Getting a secure job was also at the forefront of his mind. So it was easy to tick the preference-waiver box, and sign away any influence over where he would spend his probationary year.

The 22-year-old from Lenzie in East Dunbartonshire started this month as a probationer at Orkney’s Kirkwall Grammar, teaching chemistry and science. “It was a big opportunity to see a bit of Scotland I’d never really considered going to before, having lived in Glasgow and the surrounding area and only really seen that,” he said. “Knowing what job prospects are like at the moment, I thought: `Why not? It’s an adventure’.

“From what I’ve heard, if you tick the box, you get sent to places that need the staff. So if you make a good impression, you never know what might happen.”

Orkney Islands Council puts up its probationers in low-cost accommodation within easy reach of each other. Mr Nisbet shares a house with Murray Gallacher, a primary probationer based at St Andrew’s Primary, seven miles east of Kirkwall.

Like his housemate, Mr Gallacher had no family ties to restrict his sense of adventure. The 23-year-old, from the Dumfries and Galloway village of Kirkton, also had other reasons to tick the box: he had been a pupil at a small primary and wanted to work in a similar environment; the money would pay debts accrued in four years at St Andrews University and another at Glasgow University; and he believed there were better job prospects outside the central belt.

Mr Gallacher and Mr Nisbet, despite their short time in Orkney, are effusive about its merits: it is a great place to implement A Curriculum for Excellence, as people are open-minded about new ideas; there is a camaraderie among all 15 probationers which would be lacking if they were scattered across a city; and they have not had to wrestle with the indiscipline they have faced elsewhere.

They also like being known personally by even the most senior figures in the education department. “Marilyn”, as they know assistant education director Marilyn Richards, has stressed that six previous preference- waiver probationers have found longer-term work in Orkney in the last three years.

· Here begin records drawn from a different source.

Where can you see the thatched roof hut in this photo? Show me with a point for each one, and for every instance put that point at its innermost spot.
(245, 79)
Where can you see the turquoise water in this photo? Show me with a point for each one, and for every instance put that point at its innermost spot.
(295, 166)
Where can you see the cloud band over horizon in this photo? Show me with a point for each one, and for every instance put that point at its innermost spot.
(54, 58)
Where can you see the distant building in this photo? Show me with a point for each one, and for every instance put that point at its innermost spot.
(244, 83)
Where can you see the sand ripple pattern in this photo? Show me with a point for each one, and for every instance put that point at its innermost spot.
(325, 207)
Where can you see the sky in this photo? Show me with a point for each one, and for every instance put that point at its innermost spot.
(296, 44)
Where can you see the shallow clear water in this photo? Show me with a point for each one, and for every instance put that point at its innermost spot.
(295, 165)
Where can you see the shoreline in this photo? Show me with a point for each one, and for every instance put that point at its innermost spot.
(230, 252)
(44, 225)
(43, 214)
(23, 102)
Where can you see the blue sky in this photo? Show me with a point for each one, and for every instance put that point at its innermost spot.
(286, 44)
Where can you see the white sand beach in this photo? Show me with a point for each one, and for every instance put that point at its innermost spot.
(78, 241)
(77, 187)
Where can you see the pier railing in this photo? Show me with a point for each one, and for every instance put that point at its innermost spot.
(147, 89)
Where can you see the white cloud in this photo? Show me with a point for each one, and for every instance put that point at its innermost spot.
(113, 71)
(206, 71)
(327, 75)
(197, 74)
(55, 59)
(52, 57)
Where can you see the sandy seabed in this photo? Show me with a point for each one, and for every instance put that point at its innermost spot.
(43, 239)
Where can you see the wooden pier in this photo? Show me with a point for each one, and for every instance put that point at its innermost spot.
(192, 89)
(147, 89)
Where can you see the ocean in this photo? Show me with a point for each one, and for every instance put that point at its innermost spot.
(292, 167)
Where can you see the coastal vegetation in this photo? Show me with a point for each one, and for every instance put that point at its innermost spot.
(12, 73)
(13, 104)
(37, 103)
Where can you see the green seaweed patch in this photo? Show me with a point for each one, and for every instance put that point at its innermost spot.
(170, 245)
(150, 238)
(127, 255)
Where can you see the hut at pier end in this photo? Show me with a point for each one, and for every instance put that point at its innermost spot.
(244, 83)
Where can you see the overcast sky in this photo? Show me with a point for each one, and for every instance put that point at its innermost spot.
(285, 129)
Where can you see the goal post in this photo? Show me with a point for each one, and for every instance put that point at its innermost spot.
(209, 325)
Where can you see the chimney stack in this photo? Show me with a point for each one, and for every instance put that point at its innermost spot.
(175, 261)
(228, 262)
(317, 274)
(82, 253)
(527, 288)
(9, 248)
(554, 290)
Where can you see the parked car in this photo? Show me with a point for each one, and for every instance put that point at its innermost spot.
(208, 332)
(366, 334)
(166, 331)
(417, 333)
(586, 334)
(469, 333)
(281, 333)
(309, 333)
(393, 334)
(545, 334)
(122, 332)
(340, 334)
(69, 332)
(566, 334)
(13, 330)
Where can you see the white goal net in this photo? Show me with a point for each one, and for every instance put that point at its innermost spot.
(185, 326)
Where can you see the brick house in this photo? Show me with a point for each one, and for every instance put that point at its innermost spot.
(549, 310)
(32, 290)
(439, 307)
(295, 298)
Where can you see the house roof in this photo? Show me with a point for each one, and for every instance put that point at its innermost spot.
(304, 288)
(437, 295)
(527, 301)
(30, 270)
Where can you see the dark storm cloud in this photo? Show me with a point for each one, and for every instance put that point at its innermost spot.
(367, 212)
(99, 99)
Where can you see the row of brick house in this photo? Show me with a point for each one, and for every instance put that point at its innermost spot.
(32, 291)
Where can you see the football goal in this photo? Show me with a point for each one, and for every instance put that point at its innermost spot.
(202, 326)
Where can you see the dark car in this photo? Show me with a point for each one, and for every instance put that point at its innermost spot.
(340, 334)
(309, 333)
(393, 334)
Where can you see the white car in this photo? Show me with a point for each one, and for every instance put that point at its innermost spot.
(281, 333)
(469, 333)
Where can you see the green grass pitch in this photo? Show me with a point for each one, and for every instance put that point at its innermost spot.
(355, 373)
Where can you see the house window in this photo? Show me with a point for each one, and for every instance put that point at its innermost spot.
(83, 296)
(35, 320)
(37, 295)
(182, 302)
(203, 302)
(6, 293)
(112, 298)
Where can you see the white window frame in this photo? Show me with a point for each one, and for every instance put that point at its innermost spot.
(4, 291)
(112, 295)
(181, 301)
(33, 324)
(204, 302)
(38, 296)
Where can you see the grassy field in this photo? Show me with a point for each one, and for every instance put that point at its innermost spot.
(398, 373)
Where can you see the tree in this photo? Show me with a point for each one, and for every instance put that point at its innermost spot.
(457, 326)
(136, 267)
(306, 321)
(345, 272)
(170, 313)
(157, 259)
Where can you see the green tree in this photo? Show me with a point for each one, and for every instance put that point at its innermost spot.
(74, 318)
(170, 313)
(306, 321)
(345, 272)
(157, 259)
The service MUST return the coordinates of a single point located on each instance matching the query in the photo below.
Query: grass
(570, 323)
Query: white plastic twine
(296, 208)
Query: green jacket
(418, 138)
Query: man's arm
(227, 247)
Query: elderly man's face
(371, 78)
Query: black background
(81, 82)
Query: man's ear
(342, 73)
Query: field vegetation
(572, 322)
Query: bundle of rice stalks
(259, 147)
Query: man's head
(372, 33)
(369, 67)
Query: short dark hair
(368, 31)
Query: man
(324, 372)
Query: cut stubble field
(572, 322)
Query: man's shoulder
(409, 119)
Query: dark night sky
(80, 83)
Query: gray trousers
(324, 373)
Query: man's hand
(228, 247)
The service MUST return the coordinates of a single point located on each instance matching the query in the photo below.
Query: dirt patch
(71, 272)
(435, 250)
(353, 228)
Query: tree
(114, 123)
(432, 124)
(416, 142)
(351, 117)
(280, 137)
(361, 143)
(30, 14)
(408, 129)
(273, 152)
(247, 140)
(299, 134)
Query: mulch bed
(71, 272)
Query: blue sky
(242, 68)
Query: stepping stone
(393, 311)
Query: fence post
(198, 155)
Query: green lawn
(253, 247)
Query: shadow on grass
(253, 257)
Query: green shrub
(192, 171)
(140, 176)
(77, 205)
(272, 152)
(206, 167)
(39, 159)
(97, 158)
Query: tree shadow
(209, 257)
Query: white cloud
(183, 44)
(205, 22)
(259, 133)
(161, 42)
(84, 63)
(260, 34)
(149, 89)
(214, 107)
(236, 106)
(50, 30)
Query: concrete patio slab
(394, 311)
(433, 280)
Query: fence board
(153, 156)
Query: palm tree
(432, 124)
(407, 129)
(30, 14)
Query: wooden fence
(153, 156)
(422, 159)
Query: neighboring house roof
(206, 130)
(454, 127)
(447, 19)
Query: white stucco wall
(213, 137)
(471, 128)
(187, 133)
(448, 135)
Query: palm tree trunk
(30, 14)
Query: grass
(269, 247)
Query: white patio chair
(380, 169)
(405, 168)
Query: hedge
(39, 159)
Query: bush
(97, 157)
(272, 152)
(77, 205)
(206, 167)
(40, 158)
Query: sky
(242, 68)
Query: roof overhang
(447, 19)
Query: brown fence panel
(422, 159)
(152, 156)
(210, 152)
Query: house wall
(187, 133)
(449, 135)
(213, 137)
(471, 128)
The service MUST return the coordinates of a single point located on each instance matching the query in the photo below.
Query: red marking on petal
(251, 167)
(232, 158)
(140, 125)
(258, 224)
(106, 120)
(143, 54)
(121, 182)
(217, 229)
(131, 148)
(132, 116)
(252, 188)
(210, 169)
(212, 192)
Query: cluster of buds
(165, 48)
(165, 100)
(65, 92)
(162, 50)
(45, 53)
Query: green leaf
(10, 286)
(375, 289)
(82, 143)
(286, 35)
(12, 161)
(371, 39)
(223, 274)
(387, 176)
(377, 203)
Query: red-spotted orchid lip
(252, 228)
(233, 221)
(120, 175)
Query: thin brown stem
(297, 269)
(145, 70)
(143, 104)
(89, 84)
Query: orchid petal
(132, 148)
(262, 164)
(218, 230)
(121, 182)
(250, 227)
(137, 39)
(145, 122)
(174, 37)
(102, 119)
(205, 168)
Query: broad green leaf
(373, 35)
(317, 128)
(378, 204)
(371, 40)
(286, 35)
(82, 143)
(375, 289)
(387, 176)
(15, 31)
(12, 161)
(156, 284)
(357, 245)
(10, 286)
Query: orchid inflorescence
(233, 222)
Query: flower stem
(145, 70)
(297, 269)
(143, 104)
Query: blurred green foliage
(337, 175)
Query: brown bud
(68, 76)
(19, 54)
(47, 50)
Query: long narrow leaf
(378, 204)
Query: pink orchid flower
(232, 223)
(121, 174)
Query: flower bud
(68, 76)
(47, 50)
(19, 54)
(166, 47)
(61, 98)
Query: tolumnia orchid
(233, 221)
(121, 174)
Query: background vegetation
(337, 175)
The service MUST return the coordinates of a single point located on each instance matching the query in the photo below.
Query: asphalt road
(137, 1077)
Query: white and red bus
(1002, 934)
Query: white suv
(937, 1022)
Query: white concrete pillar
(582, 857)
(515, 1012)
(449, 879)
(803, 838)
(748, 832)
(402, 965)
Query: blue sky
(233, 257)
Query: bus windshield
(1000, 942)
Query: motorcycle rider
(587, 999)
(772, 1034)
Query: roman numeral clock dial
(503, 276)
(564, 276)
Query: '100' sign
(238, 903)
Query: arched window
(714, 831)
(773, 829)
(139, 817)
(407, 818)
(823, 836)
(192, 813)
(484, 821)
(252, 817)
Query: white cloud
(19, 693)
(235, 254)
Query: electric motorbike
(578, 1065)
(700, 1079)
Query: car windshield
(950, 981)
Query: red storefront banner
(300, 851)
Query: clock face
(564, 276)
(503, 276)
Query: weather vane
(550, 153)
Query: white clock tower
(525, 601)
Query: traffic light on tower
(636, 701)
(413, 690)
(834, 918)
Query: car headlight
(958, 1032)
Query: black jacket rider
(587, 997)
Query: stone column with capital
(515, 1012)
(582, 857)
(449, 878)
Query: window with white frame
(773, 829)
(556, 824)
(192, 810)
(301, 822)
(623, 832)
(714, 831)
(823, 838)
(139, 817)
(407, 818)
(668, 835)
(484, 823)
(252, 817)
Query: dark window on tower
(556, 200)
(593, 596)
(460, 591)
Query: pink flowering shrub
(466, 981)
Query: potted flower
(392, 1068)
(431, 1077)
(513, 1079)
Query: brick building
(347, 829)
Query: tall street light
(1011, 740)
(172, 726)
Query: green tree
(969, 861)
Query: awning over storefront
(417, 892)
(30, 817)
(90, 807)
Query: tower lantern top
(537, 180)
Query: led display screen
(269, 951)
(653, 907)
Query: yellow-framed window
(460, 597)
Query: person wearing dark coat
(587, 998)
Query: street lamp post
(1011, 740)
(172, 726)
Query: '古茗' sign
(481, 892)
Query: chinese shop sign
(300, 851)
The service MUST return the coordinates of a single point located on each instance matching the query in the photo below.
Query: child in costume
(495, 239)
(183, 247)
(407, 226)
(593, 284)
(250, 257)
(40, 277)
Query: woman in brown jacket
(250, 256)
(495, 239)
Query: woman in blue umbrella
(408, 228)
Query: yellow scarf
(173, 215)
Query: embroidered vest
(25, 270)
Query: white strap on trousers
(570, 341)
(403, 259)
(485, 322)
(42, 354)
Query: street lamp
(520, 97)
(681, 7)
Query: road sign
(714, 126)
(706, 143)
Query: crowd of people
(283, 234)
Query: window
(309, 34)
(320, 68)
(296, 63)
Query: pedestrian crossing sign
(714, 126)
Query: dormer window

Noting this trend, both Mr Nisbet and Mr Gallacher are open-minded about extending their stay.

Their like are, however, growing in number. They amount to 10 out of 15 probationers in Orkney this year, compared to nine out of 19 in 2008. In the Western Isles, acting education director Catherine Dunn said this was the first year all the authority’s seven secondary probationers had arrived through the waiver scheme.

In Aberdeenshire, where officials have previously complained about the unwillingness of central belt teachers to relocate, the number of preference-waiver probationers has leapt to 49 out of 163, from just nine out of 161 in 2008.

Ann Ballinger, general secretary of the Scottish Secondary Teachers’ Association, said the message was finally hitting home that there were better job prospects in authorities such as Aberdeenshire and Highland.

But Drew Morrice, assistant secretary of the Educational Institute of Scotland, sounded a cautionary note. The jobs situation was “bleak across the board”, and there was no guarantee of finding work by looking beyond central Scotland.